Why I like Solaris - Ed's journal
Why I like Solaris
We have had a problem on Solaris. The machine was 'running badly'.
Load average of around 20-30. ('normal' is 1 per processor) but nothing showing up 'hogging' the processors. Highest process was running at 30% cpu, with the occasional jump to 70% when it re-ran it's indexing. This was normal, although just in case, we disabled it, and tested again.

Same problem.

mpstat, indicated that whilst cpu 1 was running fine, 2 was 100% busy processing. Unusually though, it was 100% in 'system' time, which meant it was the kernel working hard, rather than any of the processes.
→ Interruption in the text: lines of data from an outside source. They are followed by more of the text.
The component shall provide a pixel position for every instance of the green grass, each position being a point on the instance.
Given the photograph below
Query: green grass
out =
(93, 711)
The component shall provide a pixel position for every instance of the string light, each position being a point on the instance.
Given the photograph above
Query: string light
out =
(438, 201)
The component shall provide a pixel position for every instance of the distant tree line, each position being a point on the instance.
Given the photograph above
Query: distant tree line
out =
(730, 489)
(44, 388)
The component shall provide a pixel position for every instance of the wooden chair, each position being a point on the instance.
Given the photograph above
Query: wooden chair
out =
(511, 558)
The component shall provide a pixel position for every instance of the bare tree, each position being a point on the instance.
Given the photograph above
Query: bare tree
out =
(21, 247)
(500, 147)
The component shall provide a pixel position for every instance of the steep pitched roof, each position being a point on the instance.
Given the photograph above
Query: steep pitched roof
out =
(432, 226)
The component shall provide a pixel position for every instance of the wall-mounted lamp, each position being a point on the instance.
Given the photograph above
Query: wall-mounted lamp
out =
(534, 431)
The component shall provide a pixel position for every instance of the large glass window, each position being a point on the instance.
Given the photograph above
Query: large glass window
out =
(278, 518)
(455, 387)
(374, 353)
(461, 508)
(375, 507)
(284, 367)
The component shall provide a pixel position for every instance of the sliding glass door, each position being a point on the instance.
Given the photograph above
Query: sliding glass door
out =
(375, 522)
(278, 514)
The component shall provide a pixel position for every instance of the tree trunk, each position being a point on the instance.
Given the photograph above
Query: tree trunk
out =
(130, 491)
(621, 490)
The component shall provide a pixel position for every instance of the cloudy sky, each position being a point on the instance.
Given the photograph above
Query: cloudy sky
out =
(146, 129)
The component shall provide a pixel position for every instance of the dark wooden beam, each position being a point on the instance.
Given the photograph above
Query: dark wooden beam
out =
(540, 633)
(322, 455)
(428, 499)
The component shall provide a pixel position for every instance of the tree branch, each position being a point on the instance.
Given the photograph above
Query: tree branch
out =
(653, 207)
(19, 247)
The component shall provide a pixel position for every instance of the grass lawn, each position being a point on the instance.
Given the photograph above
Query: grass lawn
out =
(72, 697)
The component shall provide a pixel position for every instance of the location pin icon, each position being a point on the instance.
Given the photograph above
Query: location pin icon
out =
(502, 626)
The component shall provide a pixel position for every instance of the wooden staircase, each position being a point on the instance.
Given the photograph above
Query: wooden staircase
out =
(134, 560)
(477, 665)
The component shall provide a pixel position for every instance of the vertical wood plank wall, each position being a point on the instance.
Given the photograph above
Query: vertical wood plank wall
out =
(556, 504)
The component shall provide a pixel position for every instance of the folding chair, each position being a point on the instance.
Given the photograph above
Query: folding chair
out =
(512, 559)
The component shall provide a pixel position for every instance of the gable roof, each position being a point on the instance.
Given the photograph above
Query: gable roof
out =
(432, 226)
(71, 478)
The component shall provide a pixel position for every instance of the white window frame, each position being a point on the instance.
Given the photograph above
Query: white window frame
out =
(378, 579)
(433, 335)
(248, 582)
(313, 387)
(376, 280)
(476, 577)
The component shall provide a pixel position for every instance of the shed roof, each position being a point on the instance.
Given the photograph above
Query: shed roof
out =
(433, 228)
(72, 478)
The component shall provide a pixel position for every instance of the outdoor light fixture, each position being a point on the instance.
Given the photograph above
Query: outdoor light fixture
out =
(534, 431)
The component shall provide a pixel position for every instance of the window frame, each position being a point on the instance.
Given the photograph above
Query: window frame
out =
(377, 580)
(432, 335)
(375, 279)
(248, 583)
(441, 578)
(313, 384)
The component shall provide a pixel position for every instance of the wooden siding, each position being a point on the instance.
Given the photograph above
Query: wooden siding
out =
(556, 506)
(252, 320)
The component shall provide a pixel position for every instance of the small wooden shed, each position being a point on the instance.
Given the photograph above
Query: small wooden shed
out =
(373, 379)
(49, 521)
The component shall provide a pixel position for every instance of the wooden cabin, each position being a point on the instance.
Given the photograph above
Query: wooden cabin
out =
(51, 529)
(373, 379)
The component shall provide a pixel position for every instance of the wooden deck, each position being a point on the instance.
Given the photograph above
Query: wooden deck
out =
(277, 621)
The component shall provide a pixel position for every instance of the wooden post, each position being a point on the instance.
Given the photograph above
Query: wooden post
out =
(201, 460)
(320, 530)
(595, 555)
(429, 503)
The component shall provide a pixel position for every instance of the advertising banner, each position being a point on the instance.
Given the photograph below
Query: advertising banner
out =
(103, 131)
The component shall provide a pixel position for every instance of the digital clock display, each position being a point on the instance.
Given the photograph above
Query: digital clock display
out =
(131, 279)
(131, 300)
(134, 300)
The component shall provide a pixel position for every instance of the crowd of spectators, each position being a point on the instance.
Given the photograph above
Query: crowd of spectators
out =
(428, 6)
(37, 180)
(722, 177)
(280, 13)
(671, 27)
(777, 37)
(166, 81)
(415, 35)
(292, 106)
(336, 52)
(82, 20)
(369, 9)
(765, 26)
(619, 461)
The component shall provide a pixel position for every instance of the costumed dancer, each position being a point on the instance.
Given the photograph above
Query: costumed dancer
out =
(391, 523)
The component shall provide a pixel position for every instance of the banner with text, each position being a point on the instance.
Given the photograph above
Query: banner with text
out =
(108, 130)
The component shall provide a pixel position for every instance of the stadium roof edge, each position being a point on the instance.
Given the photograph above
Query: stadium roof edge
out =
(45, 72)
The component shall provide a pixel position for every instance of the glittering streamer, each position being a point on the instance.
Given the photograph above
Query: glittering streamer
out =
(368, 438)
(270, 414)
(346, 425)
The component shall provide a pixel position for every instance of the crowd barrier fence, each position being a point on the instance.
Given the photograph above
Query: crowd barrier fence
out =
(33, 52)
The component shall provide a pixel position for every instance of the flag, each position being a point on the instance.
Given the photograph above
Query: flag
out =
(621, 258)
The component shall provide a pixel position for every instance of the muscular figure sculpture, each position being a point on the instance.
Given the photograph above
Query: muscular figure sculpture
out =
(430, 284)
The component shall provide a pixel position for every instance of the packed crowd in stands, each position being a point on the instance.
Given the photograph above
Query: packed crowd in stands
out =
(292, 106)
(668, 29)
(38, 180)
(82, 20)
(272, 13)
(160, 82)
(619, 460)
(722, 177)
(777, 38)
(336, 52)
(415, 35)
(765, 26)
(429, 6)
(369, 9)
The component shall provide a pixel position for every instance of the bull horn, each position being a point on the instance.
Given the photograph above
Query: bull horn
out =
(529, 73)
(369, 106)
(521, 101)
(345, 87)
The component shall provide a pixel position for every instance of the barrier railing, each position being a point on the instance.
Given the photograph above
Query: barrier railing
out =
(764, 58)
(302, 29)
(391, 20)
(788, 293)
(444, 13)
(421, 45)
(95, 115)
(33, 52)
Looking closer (and with reference to the Sunmanagers mailing list), we picked out that there were an unusually high number of interrupts and context switches on processor 2. The latter was caused by a dodgy process executing illegal instructions. The former didn't appear to have any immediate cause.

However, a nice chap pointed me at 'lockstat'. Specifically at 'lockstat -kgIW -D 20 -s 40 sleep 5'. Which showed me that a bunch of kernel objects, prefixed 'se_' were generating interrupts regularly.

Googling lead to /kernel/drv/se, which is the serial port device driver.

Having got someone to unplug the console server plugged into the serial port, this machine has returned to normal.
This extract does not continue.